Seehausen l Aktueller und bestimmender denn je ist derzeit das Thema Wald. Dominierend sind dabei natürlich die vorherrschenden Waldbrände in Sibirien und Südamerika. Da hatte die Verlegung des traditionellen und bereits zum neunten Mal ausgerichteten Waldfests von Barsberge ins Seehäuser Stadtzentrum aufgrund enormer Waldbrandgefahr schon fast einen symbolhaften Charakter. Dennoch tat dies dem Erfolg der Veranstaltung keinen Abbruch. „Wenn wir nicht in den Wald kommen, kommt der Wald eben zu uns“, hieß es bei der Eröffnung am Sonntag auf dem Areal des Umfluters im Tenor von Stadtinfo-Leiterin Ingrid Jabke, Bürgermeister Detlef Neumann und Katja Döge als Leiterin des Betreuungsforstsamts Nordöstliche Altmark. Bevor das bunte Treiben seinen Lauf nahm, hatten aber erst die Eichenbläser aus Geestgottberg ihren Auftritt, gefolgt von einem kleinen Programm der Seehäuser Kita-Kinder. Die Deutsche Baumkönigin Caroline Hensel schaute ebenfalls vorbei und die Jagdhundeführer der Jägerschaft Osterburg zeigten, was ihre Tiere im Jagdbetrieb leisten müssen.
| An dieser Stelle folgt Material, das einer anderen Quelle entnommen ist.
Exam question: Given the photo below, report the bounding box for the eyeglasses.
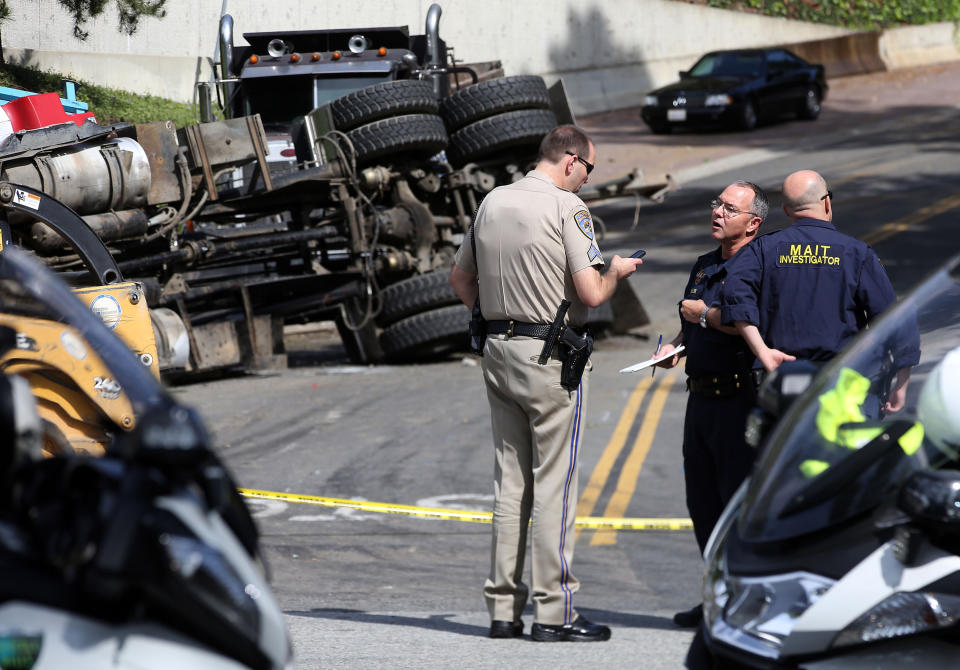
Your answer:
[710,198,757,219]
[564,151,593,174]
Für den Nachmittag war mit den Osterburger Blasmusikanten, Clown Celly oder der Mildetaler Parforce-Gruppe Unterhaltung angekündigt. Auf dem Festgelände selbst gab es vor allem für die Kinder viel zu entdecken. Holzarbeiten, Schminken, Basteln, Wissensquiz‘, Hüpfburg, Ponyreiten oder Geschichten von der Märchenoma. Technikfreunde schauten sich Kettensägenarbeiten an, etwa das mobile Sägewerk oder sie begutachteten die modernen Forstgeräte wie den Harvester oder den Holz­rückezug. „Das ist schon toll hier, aber auf Barsberge hätten wir noch mehr anbieten können,“ bedauerte der Vorsitzende des örtlichen Imkervereins, Dieter Smyrek. „Doch lieber so, als würde das Fest ausfallen.“

Und die Besucher erschienen ja trotzdem zahlreich. Nicht zuletzt war bei einer Tombola, ermöglicht durch die Stadt und Sponsoren, als Hauptpreis ein Fahrrad zu gewinnen. Es ging an ein Mädchen – aus Seehausen.